How to Safely Get Your Cat into Carriers or Backpacks

Cats are notorious for their independent nature and their aversion to confinement, especially when it involves getting them into a carrier or backpack. These enclosures often signify trips to the vet or other potentially stressful experiences, causing cats to resist cooperation. However, with a combination of patience, understanding, and proper techniques, you can make the process of getting your cat into carriers or backpacks more manageable and less distressing for both you and your feline companion.

1. Choose the Right Carrier or Backpack

Before you dive into the task of getting your cat into a carrier or backpack, it's crucial to select the right one. The carrier should be appropriately sized, well-ventilated, and comfortable for your cat. Some carriers come with helpful features, like top-loading openings, which can simplify the process of coaxing your cat inside.

2. Familiarize Your Cat with the Carrier or Backpack

Building a positive association between your cat and the carrier or backpack is key to success. Start by leaving it out in your home as part of the furniture, so your cat becomes accustomed to its presence. Place a soft blanket or cozy bedding inside to make it inviting and comfortable.

3. Use Treats and Positive Reinforcement

Food is a potent motivator for cats. On the day you need to use the carrier or backpack, entice your cat by placing some of their favorite treats or a small meal inside. Allow them to enter the carrier voluntarily. You can also employ a favorite toy or a laser pointer to lead your cat inside. Reward them with praise and more treats when they step in.

4. The Gradual Approach

For cats that are particularly hesitant or anxious about carriers, take a gradual approach. Begin by placing treats or toys near the carrier and encourage your cat to interact with them. Slowly move these items closer to the entrance of the carrier until your cat voluntarily goes inside. This method may take some time, but it can be highly effective for anxious cats.

5. The Towel Technique

If your cat resists entering the carrier or backpack, you can try the towel technique. Gently wrap your cat in a towel, leaving their head exposed, and carefully place them inside the carrier or backpack. This method can help to restrain your cat while minimizing stress.
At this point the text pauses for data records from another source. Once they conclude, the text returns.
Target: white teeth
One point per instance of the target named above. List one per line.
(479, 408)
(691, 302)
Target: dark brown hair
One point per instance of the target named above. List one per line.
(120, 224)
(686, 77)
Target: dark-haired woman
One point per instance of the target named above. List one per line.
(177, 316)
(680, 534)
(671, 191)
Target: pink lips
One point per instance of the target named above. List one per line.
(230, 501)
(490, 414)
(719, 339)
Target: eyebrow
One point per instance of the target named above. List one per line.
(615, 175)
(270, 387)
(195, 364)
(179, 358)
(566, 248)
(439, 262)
6. Familiar Scents and Comfort Items

To make the carrier or backpack feel more familiar and less intimidating, consider adding items with your cat's scent, such as a blanket or bedding they frequently use. The familiar scent can help reduce their anxiety and reluctance.

7. Top-Loading Carriers

Give thought to using a carrier or backpack with a top-loading design. These types of enclosures allow you to place your cat inside without the need to force them through the front opening, which can be less stressful for both you and your cat.

8. Stay Calm and Patient

Cats are adept at picking up on their owner's emotions, so it's vital to remain calm and patient throughout the process. Speak to your cat soothingly and avoid any sudden movements or loud noises that may startle them.
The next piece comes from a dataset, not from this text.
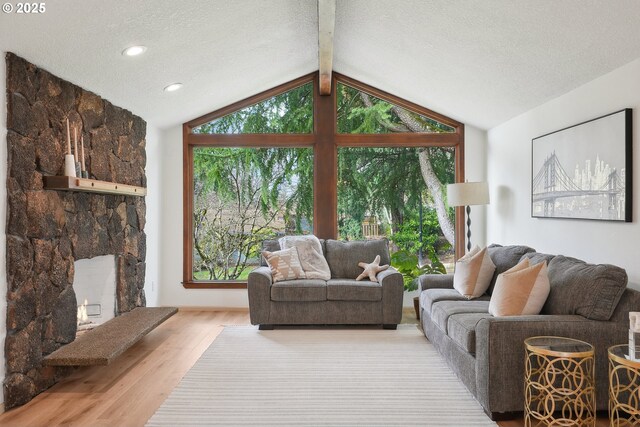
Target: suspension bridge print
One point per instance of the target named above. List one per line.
(584, 171)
9. Seek Professional Help When Necessary

If your cat exhibits extreme anxiety, aggression, or resistance when it comes to getting into a carrier or backpack, it may be prudent to consult with your veterinarian or a professional cat behaviorist. These experts can provide specialized advice and guidance tailored to your cat's unique needs, ensuring a less stressful experience for both you and your furry friend.

10. Practice Makes Perfect

Remember that practice can significantly improve your cat's willingness to enter a carrier or backpack. Even when you're not planning a trip, periodically encourage your cat to explore or enter the carrier by leaving treats or toys inside. This way, your cat won't associate the carrier solely with stressful events like vet visits.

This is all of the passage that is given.